Sometimes large manufacturers enjoy economies of scale through having large production runs, a highly trained workforce, or operational efficiencies that effectively prevent new entrants to the market. These assets can be some of the most significant barriers for competitors to overcome. They are also often the catalysts for new inventions or technology that disrupt the market.
Cost advantages outside of economies of scale can also provide an effective barrier. For example, proximity to sources of raw materials, labor, or inexpensive power can give one company an advantage over another through providing products at a lower cost.
Capital is also a potentially significant barrier.

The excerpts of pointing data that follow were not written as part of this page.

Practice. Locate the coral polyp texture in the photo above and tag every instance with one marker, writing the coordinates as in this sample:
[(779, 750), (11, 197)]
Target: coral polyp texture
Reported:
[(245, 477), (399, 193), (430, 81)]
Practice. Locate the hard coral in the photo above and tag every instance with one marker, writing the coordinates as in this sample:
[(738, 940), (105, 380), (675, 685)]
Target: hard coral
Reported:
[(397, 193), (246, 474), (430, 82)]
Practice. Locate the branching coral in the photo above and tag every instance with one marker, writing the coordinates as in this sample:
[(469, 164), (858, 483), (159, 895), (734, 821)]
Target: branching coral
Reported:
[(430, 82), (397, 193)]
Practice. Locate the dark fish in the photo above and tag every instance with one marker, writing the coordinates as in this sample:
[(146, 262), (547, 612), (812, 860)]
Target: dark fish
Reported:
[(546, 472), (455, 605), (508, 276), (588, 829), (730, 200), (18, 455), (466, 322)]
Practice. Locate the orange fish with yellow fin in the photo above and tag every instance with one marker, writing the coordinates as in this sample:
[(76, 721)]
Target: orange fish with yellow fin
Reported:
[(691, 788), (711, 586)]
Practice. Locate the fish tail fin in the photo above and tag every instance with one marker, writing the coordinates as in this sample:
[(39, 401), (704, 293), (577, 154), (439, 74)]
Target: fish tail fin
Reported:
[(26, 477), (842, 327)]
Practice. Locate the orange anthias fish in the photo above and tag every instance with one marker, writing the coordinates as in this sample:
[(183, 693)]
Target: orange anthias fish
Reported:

New products that are intended to compete with existing products may be incredibly expensive to develop. Within the pharmaceutical industry, for example, few companies are willing to invest capital on unproven technologies, thereby giving the market leader a tacit advantage.
What can I do?
The barriers to entry are not always clear or tangible to every business. However, simply being aware of whether or not your business has clear advantages over the competition can help your company understand which barriers exist and how best to be a strong competitor.
Start developing legal protections by looking at your contracts and employment agreements, or by documenting these agreements. Next, consider elements outside the business, such as complimentary products or technology that could add an element of exclusivity to your offering.
This list includes just a few of the strategies businesses have developed to stay ahead of their competitors. Companies that have taken advantage of market forces or government-sponsored means to stave off competitors generally enjoy a profit and value advantage. At a minimum, business owners need to understand this important element of business value and how it applies to their business.